Cabanas de Tavira, 8 de julho de 2040
Voltemos a ornitológicas metáforas, para que até uma criança entenda a dimensão do drama.
Os primeiros tempos da pandemia foram de prudente expectativa. Seria necessário fazer a pergunta fundadora: seriam as gaivotas capazes de fazer dos aprendizes pássaros sábios e felizes? Elas sabiam que isso não seria viável num processo de transmissão, como nos vasos comunicantes, mas que o saber e a felicidade se colariam às asas, se o voo aprendido fosse colado à vida.
Na azáfama de erigir uma nova construção social de aprendizagem e porque sabiam escutar, as aves construtoras estavam receptivas a diferentes saberes de diferentes pássaros. Formulavam perguntas essenciais, idênticas àquelas que o amigo Celso incluía na sua “Crítica Epistemológica ao Instrucionismo”:
O que é necessário, para que o aluno aprenda, do ponto de vista subjetivo? Para sair do discurso marcado pelo senso comum (ou modismos), desejamos radicalizar a análise do processo de aprendizagem: se compreendermos melhor como o sujeito aprende, poderemos melhor orientar a mediação.
E o Celso apontava um princípio de resposta. Seria necessário: Capacidade sensorial e motora, e capacidade de operar mentalmente (…) É sempre bom lembrar que não temos um corpo, somos um corpo, que participa de várias formas do processo de aprendizagem. Deve ficar claro que todo ser humano tem, em algum nível, estas capacidades, por isto todo ser humano pode aprender [e] para chegar a um conhecimento novo, o sujeito precisa recorrer a conhecimentos anteriores a ele relacionados. Para que o conhecimento do sujeito avance, é preciso que tenha acesso a novas informações.

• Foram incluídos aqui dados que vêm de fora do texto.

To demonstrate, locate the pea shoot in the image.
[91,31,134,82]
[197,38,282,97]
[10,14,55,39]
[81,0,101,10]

O Celso não refletiu em vão. A sua inestimável contribuição e as de muitos outros mestres fundamentaram a transiçao paradigmática operada na década de vinte. Hoje, apenas restem resquícios da velha escola.
Para avivar a memória, reproduzimos no museu da pedaggia uma sala de aula dos anos vinte. Quando as jovens gerações a visitam, questionam:
Era assim mesmo? Os professores usavam aquela velha lousa digital? Os alunos ouviam e repetiam aulas online? Pode lá ser!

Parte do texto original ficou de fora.